Já se sabe que o estresse afeta o pensamento e o comportamento, mas os pesquisadores têm uma compreensão limitada de como o cortisol afeta circuitos cerebrais específicos envolvidos na navegação. Osman Akan, do Departamento de Psicologia Cognitiva da Ruhr University Bochum, trabalhou com colegas do Departamento de Neuropsicologia e pesquisadores do Hospital Universitário Hamburg-Eppendorf para investigar esse processo mais de perto.
Testando a navegação dentro do scanner de ressonância magnética
O experimento envolveu 40 homens saudáveis que participaram em dois dias distintos. Durante um dia, cada participante recebeu 20 miligramas de cortisol. No segundo dia, receberam um placebo. Durante ambas as sessões, eles realizaram uma tarefa de orientação espacial enquanto sua atividade cerebral era registrada em um scanner de ressonância magnética.
Os participantes navegaram por um grande prado virtual e viajaram em direção a uma série de árvores. Assim que chegaram, todas as árvores desapareceram. Depois, eles tiveram que determinar o caminho mais direto para retornar à posição inicial original sem que fosse mostrado o caminho certo.
Os pesquisadores testaram a navegação em duas condições diferentes. Numa versão do ambiente virtual, não havia pontos de referência permanentes e as árvores serviam apenas como destinos temporários. Numa outra versão, os participantes podem utilizar um farol como ponto de referência fixo.
Cortisol torna a navegação menos precisa
Os resultados mostraram que o cortisol reduziu significativamente a capacidade dos participantes de se orientarem. Eles cometeram erros significativamente maiores ao tentar chegar ao seu destino, em comparação com o seu desempenho após receberem um placebo.
Este declínio ocorreu independentemente da disponibilidade de marcos espaciais e da complexidade da rota.
O estresse perturba o GPS interno do cérebro
O efeito do cortisol também foi visível nos dados funcionais da ressonância magnética. Em circunstâncias normais, algumas células nervosas no córtex entorrinal tornam-se ativas em um padrão de grade repetitivo durante a navegação espacial. Essas células são conhecidas como “células de grade” e funcionam efetivamente como parte do sistema GPS interno do cérebro.
Depois que os participantes receberam cortisol, essa atividade semelhante a uma grade tornou-se muito menos definida. A interrupção foi particularmente evidente quando os participantes navegaram sem pontos de referência permanentes. Nessas condições, a atividade das células da grade estava quase completamente ausente.
“Sob estresse, o cérebro perde a capacidade de usar efetivamente seus mapas de navegação internos”, explica Akan.
Os pesquisadores descobriram um aumento na atividade em outra parte do cérebro, chamada núcleo caudado, após administrar cortisol. Isto sugere que quando o sistema primário de mapeamento espacial do cérebro está prejudicado, ele pode tentar recorrer a uma estratégia de navegação diferente.
“Isso indica que o cérebro está tentando compensar a perda do principal sistema de navegação no córtex entorrinal através de estratégias alternativas”, diz Akan.
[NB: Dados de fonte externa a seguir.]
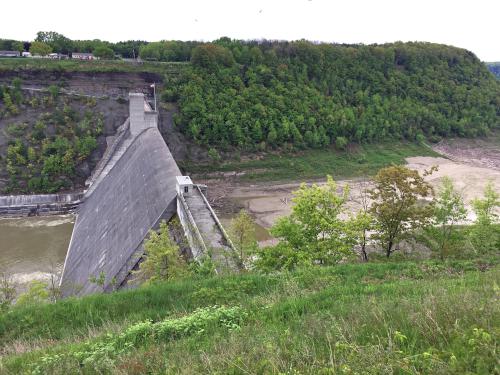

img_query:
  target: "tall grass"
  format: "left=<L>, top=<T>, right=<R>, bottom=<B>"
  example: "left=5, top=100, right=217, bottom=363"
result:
left=0, top=257, right=500, bottom=374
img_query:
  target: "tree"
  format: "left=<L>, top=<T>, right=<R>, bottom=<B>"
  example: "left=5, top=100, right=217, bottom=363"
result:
left=12, top=42, right=24, bottom=53
left=229, top=210, right=257, bottom=264
left=35, top=31, right=73, bottom=56
left=0, top=273, right=16, bottom=312
left=93, top=44, right=115, bottom=60
left=470, top=182, right=500, bottom=252
left=257, top=176, right=356, bottom=269
left=424, top=177, right=467, bottom=259
left=16, top=280, right=49, bottom=306
left=370, top=166, right=433, bottom=257
left=137, top=221, right=188, bottom=283
left=30, top=41, right=52, bottom=56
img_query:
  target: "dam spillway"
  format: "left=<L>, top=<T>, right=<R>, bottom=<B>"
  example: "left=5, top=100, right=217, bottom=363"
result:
left=61, top=93, right=241, bottom=296
left=61, top=94, right=181, bottom=295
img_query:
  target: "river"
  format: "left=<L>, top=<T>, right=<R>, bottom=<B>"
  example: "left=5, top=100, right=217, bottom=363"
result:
left=0, top=215, right=75, bottom=283
left=0, top=214, right=271, bottom=284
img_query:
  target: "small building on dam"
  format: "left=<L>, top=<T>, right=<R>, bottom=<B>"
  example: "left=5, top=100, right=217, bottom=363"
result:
left=0, top=93, right=241, bottom=296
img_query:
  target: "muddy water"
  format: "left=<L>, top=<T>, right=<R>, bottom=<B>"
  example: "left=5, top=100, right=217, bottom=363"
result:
left=217, top=213, right=272, bottom=242
left=0, top=215, right=74, bottom=283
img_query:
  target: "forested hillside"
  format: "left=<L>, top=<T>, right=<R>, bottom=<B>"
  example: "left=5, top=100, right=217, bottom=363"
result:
left=168, top=38, right=500, bottom=151
left=486, top=62, right=500, bottom=79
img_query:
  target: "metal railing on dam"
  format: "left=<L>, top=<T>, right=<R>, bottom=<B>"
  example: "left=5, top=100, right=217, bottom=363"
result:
left=61, top=94, right=238, bottom=296
left=61, top=94, right=180, bottom=295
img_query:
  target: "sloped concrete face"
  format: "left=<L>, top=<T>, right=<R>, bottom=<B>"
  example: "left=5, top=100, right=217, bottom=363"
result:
left=61, top=128, right=180, bottom=295
left=61, top=94, right=181, bottom=296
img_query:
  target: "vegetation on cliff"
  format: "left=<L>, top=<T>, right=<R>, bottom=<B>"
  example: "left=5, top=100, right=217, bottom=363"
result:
left=0, top=79, right=104, bottom=193
left=168, top=38, right=500, bottom=150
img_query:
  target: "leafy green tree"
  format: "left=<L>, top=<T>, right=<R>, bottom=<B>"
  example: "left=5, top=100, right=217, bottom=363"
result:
left=93, top=44, right=115, bottom=60
left=16, top=280, right=49, bottom=306
left=35, top=31, right=73, bottom=56
left=137, top=221, right=188, bottom=283
left=0, top=273, right=16, bottom=312
left=191, top=43, right=234, bottom=70
left=470, top=182, right=500, bottom=253
left=370, top=166, right=433, bottom=257
left=257, top=176, right=356, bottom=268
left=228, top=210, right=257, bottom=264
left=424, top=177, right=467, bottom=259
left=30, top=41, right=52, bottom=56
left=12, top=42, right=24, bottom=53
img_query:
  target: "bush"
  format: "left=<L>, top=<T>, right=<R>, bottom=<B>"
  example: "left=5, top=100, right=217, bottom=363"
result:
left=335, top=137, right=349, bottom=151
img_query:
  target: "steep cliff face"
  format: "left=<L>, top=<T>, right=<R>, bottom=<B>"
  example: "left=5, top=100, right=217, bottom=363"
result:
left=0, top=70, right=160, bottom=194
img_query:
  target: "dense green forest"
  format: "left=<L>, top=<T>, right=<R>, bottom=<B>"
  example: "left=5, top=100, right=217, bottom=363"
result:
left=168, top=38, right=500, bottom=150
left=0, top=32, right=500, bottom=153
left=486, top=62, right=500, bottom=79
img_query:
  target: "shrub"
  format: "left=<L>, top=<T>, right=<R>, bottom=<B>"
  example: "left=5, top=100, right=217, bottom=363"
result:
left=335, top=137, right=349, bottom=151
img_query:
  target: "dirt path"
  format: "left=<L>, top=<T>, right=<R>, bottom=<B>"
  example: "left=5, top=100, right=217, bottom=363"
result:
left=205, top=138, right=500, bottom=228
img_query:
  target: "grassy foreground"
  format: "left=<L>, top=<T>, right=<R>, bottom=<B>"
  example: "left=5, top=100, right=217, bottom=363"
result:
left=181, top=141, right=440, bottom=181
left=0, top=258, right=500, bottom=374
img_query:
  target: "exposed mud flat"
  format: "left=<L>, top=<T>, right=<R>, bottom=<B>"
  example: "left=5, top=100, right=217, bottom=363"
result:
left=207, top=138, right=500, bottom=232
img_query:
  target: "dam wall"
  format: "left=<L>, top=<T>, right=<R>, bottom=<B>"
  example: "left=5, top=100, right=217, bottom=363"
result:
left=61, top=94, right=180, bottom=296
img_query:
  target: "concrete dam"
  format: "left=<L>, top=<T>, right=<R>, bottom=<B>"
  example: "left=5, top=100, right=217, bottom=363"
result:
left=61, top=93, right=238, bottom=296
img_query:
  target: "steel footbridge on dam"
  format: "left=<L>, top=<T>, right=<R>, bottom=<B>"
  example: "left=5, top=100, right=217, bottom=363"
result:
left=61, top=93, right=238, bottom=296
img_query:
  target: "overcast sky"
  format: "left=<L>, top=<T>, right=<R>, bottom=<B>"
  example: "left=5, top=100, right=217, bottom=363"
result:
left=0, top=0, right=500, bottom=61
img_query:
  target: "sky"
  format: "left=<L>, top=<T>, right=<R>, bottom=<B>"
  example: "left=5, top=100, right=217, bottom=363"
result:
left=0, top=0, right=500, bottom=61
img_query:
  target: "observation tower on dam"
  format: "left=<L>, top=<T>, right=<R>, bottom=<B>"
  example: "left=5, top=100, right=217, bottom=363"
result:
left=61, top=93, right=238, bottom=296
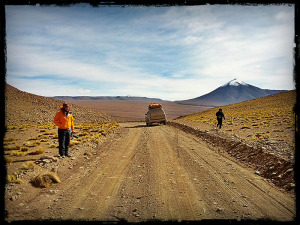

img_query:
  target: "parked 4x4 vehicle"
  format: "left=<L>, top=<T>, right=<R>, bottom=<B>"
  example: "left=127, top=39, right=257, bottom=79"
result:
left=145, top=103, right=167, bottom=126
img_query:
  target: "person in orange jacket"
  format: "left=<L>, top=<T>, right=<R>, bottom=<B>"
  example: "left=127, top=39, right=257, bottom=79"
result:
left=54, top=103, right=74, bottom=158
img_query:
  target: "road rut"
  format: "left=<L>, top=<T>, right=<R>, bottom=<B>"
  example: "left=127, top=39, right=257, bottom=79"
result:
left=8, top=123, right=296, bottom=222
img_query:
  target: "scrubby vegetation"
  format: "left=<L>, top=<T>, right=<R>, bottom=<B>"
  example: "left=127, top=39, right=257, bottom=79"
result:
left=177, top=91, right=296, bottom=150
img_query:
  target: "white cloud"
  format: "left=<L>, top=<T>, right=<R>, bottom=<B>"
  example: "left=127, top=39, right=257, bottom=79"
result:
left=6, top=5, right=294, bottom=100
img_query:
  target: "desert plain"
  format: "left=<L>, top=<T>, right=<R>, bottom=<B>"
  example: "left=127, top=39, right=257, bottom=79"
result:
left=3, top=87, right=296, bottom=222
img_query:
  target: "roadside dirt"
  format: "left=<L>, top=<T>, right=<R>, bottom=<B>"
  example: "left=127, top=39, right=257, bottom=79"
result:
left=5, top=123, right=296, bottom=222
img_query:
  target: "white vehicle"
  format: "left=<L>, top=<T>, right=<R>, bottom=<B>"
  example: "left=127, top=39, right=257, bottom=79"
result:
left=145, top=103, right=167, bottom=126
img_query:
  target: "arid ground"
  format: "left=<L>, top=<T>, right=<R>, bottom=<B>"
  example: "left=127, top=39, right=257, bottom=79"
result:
left=3, top=85, right=296, bottom=222
left=5, top=123, right=295, bottom=222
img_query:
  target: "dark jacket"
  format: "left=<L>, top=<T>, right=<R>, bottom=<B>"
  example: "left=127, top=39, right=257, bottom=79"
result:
left=216, top=111, right=225, bottom=120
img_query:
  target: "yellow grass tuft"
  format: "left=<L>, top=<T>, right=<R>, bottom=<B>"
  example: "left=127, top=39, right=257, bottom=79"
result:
left=20, top=146, right=29, bottom=152
left=6, top=175, right=24, bottom=184
left=11, top=151, right=27, bottom=157
left=4, top=145, right=21, bottom=151
left=24, top=141, right=41, bottom=147
left=5, top=156, right=14, bottom=163
left=21, top=161, right=36, bottom=170
left=30, top=172, right=61, bottom=188
left=28, top=148, right=45, bottom=155
left=84, top=152, right=93, bottom=156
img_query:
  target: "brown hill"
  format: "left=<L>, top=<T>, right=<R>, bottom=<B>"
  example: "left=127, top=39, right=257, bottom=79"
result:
left=176, top=91, right=296, bottom=152
left=5, top=84, right=113, bottom=126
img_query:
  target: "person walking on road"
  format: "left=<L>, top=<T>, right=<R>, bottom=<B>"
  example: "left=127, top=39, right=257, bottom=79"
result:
left=54, top=103, right=74, bottom=158
left=216, top=109, right=225, bottom=129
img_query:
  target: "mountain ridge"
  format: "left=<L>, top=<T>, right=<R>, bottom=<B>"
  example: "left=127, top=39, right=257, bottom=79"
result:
left=175, top=79, right=287, bottom=107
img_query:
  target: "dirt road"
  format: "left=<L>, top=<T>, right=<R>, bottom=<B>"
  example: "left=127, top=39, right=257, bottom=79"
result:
left=6, top=123, right=295, bottom=222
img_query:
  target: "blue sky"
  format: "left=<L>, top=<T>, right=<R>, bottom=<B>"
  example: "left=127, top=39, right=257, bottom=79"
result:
left=5, top=4, right=295, bottom=101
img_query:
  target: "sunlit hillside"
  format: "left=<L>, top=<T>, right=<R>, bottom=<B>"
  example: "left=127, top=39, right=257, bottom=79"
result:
left=176, top=91, right=296, bottom=150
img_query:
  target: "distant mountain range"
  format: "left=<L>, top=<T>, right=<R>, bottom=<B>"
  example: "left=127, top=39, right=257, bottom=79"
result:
left=176, top=79, right=286, bottom=107
left=53, top=96, right=165, bottom=102
left=53, top=79, right=286, bottom=107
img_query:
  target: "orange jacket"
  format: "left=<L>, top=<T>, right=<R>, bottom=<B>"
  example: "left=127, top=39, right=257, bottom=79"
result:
left=54, top=106, right=74, bottom=132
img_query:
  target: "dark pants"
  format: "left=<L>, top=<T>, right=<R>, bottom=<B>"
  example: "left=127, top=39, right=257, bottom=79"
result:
left=58, top=129, right=71, bottom=156
left=217, top=118, right=222, bottom=129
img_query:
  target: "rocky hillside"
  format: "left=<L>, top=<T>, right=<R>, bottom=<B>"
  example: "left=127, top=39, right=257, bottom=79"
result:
left=5, top=84, right=113, bottom=126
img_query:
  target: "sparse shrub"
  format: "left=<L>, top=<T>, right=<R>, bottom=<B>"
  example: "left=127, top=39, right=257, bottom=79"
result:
left=28, top=148, right=45, bottom=155
left=30, top=172, right=61, bottom=188
left=272, top=129, right=284, bottom=132
left=24, top=141, right=41, bottom=147
left=4, top=145, right=21, bottom=151
left=241, top=126, right=251, bottom=130
left=3, top=138, right=18, bottom=142
left=20, top=146, right=29, bottom=152
left=6, top=126, right=18, bottom=130
left=11, top=151, right=27, bottom=157
left=84, top=152, right=93, bottom=157
left=5, top=156, right=14, bottom=163
left=21, top=161, right=36, bottom=170
left=78, top=132, right=89, bottom=137
left=28, top=137, right=37, bottom=141
left=6, top=175, right=24, bottom=184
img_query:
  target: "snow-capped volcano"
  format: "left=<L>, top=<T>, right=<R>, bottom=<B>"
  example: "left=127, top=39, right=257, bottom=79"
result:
left=222, top=78, right=248, bottom=87
left=177, top=79, right=284, bottom=107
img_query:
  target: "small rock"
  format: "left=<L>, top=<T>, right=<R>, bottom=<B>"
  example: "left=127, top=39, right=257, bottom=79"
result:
left=9, top=195, right=17, bottom=201
left=216, top=207, right=224, bottom=213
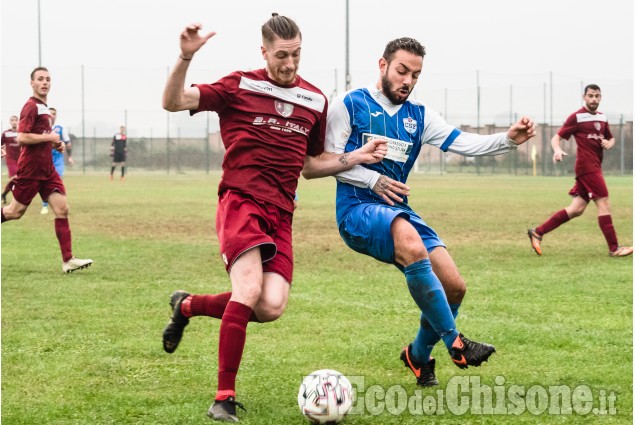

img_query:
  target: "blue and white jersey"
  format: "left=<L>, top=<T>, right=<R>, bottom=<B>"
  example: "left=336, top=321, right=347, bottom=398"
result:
left=325, top=86, right=516, bottom=224
left=52, top=124, right=71, bottom=177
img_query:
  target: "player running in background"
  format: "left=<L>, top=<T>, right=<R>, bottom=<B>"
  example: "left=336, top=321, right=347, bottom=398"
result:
left=40, top=108, right=73, bottom=214
left=163, top=14, right=386, bottom=422
left=2, top=115, right=20, bottom=205
left=2, top=67, right=93, bottom=273
left=110, top=125, right=128, bottom=181
left=527, top=84, right=633, bottom=257
left=303, top=38, right=535, bottom=386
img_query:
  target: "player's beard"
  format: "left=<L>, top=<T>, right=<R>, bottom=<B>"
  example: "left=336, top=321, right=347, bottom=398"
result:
left=381, top=73, right=412, bottom=105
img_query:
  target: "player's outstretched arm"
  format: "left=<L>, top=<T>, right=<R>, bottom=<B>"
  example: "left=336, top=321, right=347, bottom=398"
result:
left=507, top=117, right=536, bottom=145
left=600, top=137, right=615, bottom=150
left=551, top=133, right=567, bottom=164
left=16, top=132, right=62, bottom=149
left=302, top=139, right=388, bottom=179
left=163, top=23, right=216, bottom=112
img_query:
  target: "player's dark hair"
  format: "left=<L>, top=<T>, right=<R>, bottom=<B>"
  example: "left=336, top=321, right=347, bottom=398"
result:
left=31, top=66, right=49, bottom=81
left=262, top=13, right=302, bottom=44
left=383, top=37, right=426, bottom=63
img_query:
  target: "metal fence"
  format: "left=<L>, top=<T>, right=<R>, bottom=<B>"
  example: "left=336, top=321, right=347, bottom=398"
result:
left=0, top=64, right=633, bottom=175
left=71, top=121, right=633, bottom=176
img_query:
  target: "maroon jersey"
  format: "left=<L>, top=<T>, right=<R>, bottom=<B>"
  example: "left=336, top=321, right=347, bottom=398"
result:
left=2, top=129, right=20, bottom=162
left=558, top=108, right=613, bottom=176
left=18, top=97, right=55, bottom=180
left=190, top=69, right=328, bottom=212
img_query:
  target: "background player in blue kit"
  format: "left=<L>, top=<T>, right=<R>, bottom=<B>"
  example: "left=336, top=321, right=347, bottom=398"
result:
left=40, top=108, right=73, bottom=214
left=303, top=38, right=536, bottom=386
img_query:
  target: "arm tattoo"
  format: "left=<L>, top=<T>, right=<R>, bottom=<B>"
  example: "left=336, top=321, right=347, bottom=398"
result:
left=375, top=176, right=390, bottom=193
left=339, top=152, right=350, bottom=165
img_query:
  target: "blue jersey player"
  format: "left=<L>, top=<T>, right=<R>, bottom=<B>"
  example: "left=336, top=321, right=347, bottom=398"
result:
left=40, top=108, right=73, bottom=214
left=305, top=38, right=536, bottom=386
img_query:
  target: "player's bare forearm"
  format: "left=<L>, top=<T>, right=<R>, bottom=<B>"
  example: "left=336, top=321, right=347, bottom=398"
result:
left=373, top=175, right=410, bottom=205
left=163, top=58, right=200, bottom=112
left=600, top=138, right=615, bottom=150
left=302, top=140, right=388, bottom=179
left=507, top=117, right=536, bottom=145
left=163, top=23, right=216, bottom=112
left=302, top=152, right=361, bottom=179
left=16, top=133, right=60, bottom=145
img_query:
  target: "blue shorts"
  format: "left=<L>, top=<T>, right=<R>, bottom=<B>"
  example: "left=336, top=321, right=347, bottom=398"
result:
left=340, top=204, right=445, bottom=264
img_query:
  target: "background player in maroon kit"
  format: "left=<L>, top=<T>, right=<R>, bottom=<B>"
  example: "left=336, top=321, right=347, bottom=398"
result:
left=110, top=125, right=128, bottom=181
left=2, top=67, right=93, bottom=273
left=527, top=84, right=633, bottom=257
left=2, top=115, right=20, bottom=205
left=163, top=14, right=387, bottom=422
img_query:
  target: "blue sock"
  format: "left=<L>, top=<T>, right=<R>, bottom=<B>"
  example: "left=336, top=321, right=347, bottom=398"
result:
left=411, top=304, right=461, bottom=364
left=404, top=258, right=459, bottom=350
Possível relevância para a doença de Alzheimer
As descobertas também podem ser importantes para a compreensão da doença de Alzheimer porque o córtex entorrinal é uma das primeiras áreas do cérebro afetadas pela doença.
“Como o estresse crônico é um fator de risco para demência, nosso estudo revela um mecanismo importante de como os hormônios do estresse desestabilizam essa região sensível”, explica Akan.